Deaglán de Bréadun: Something is going on here, but we don't know what

Ms McDonald said the poll was reflective of an energy and momentum for the party and change.

It showed Sinn Féin was at its best ever level - on 24 per cent. Micheal Martin's Fianna Fáil was down to 24 per cent, while Fine Gael fell to 21.

Read More: Sinn Féin border poll pre-condition 'a necessity' for coalition government, says Mary Lou McDonald

Sinn Féin director of elections Pearse Doherty met RTÉ yesterday about Ms McDonald's exclusion from its Prime Time debate on Tuesday.

Mr Doherty claimed the polls proved that the criteria used to exclude her were "redundant". The broadcaster said it would respond soon.

Ms McDonald said her party's strong preference was a government without Fianna Fáil or Fine Gael.

"Ultimately the people who have to make that call are the voters," she said.

"We need to be steady on these matters and not get ahead of ourselves. At the end of this election, wherever the numbers fall, we will be talking to everybody. We will be talking to Fine Gael and Fianna Fáil if they end their vow of silence with us."

Read More: Sinn Féin puts unity and homelessness at top of election pledges

Taoiseach Leo Varadkar admitted that Fine Gael was lagging behind in the polls, but said the general election was "all to play for".

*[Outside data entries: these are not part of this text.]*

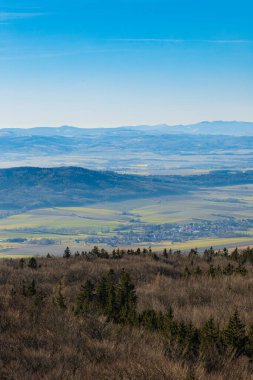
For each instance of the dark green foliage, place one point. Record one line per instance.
(211, 345)
(234, 334)
(155, 257)
(249, 345)
(31, 289)
(21, 263)
(58, 297)
(85, 298)
(32, 263)
(186, 273)
(148, 319)
(67, 253)
(229, 270)
(165, 253)
(125, 297)
(191, 374)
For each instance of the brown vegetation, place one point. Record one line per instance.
(43, 337)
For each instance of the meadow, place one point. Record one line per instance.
(46, 230)
(188, 317)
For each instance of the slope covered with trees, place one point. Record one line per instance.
(130, 314)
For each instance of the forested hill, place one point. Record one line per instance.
(29, 187)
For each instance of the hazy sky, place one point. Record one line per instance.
(106, 63)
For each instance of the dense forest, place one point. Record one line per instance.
(127, 314)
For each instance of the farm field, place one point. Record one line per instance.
(51, 229)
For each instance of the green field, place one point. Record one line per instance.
(72, 225)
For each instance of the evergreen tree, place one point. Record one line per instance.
(249, 345)
(165, 253)
(102, 294)
(67, 253)
(85, 298)
(125, 297)
(149, 320)
(32, 263)
(58, 298)
(234, 334)
(211, 345)
(31, 289)
(21, 263)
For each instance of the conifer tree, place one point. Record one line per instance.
(111, 309)
(58, 298)
(234, 334)
(32, 263)
(31, 289)
(126, 299)
(67, 253)
(85, 298)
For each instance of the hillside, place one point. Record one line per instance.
(134, 314)
(30, 187)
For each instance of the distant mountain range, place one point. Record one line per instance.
(27, 188)
(159, 149)
(230, 128)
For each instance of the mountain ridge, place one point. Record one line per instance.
(231, 128)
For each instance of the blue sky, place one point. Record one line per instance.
(95, 63)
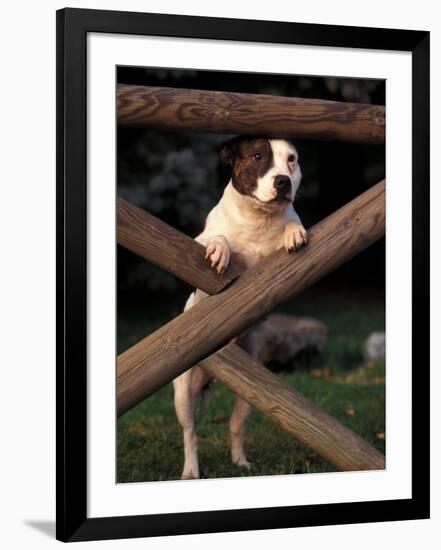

"One thing that won't happen, you won't see a coalition involving my party and Sinn Féin. That's just not going to happen," Mr Varadkar said.

Mr Martin said different polls showed different results.

"We are concentrating on our poll and we are quite satisfied with where we are leading into the campaign and when we take into consideration that we've much stronger teams on the ground than when we did in 2016," he said.

Writing in The Irish News today Deaglán de Bréadun said when the election was called, there was a widespread assumption Fianna Fáil would be the star performers.

"Now Sinn Féin have edged them out of the limelight," he said.

"But let's not get carried away, at least not yet. The smart money at the moment would still be on Fianna Fáil leading a minority government."